Conformance¶
Methodology¶
Conformance is measured against a live OFIQSampleApp v1.1.0 run, not against a cached
baseline. For each image the port scalar is compared to OFIQ's scalar per component; a
component passes if |port − OFIQ| ≤ 1 on every image — the ISO/IEC 29794-5 Annex A.2
per-image ±1 criterion. Images are real (unaligned) CelebA photographs; both OFIQ and the
port run their full pipelines end-to-end.
The reference OFIQ output is regenerated live by tests/verify_ofiq.py; the runner is
tests/gate_slice.py.
export OFIQPY_OFIQ_ROOT=/path/to/OFIQ-Project
python tests/gate_slice.py 1000
Results¶
Validated on 1,000+ real CelebA images:
- 27 of 28 components fully conformant (±1 on every image), most bit-exact (Δ=0).
- Every component's mean absolute deviation is well under 1 quality point.
- ~99.99% of all component-image pairs within ISO ±1.

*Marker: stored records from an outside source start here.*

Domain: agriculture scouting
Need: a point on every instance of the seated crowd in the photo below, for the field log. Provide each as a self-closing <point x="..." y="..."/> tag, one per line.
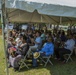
<point x="46" y="43"/>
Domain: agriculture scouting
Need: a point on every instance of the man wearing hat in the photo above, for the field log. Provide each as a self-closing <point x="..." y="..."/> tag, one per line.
<point x="47" y="50"/>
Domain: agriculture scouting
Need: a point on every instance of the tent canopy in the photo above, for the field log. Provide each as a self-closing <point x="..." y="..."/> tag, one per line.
<point x="43" y="7"/>
<point x="40" y="11"/>
<point x="22" y="16"/>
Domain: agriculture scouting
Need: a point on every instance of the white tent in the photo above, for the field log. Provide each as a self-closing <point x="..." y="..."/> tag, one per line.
<point x="43" y="7"/>
<point x="47" y="11"/>
<point x="46" y="8"/>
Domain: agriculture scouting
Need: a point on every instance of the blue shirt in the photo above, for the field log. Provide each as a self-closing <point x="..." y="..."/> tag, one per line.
<point x="48" y="48"/>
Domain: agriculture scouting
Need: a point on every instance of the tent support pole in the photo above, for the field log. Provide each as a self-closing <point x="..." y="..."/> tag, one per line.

The rare per-image residuals are numerical boundaries of discrete/learned models — the Sharpness random-forest vote count landing on a split threshold, an AdaBoost expression score on a sigmoid boundary, or a round tie — not algorithm differences. The underlying feature/embedding computations are bit-exact.
How bit-exact parity was reached¶
An early version was only ~96% conformant. The residual was not a toolchain limit: it
was a real 1px bug in the ADNet landmark back-projection (it used the square box's width
where OFIQ uses height / 256, and floor/ceil squaring can leave the box 1px
non-square). Because OFIQ's alignment source points derive from the landmarks, that 1px
drift cascaded into every landmark-sensitive measure.
The bug was isolated by building ctypes bridges (native/) against OFIQ's own conan
OpenCV static libraries and confirming that estimateAffinePartial2D, warpAffine,
resize, and the SSD dnn forward pass are bit-identical between the pip opencv-python
wheel and OFIQ's build — which ruled out an OpenCV difference and localized the defect. The
bridges remain in the repo as verification tools; the runtime uses pip cv2.
Reproducing¶
tests/gate_slice.py N runs the port on the first N CelebA images, runs live OFIQ on the
same set, and prints a per-component pass/maxΔ/meanΔ table with a CONFORMANT/FAIL verdict.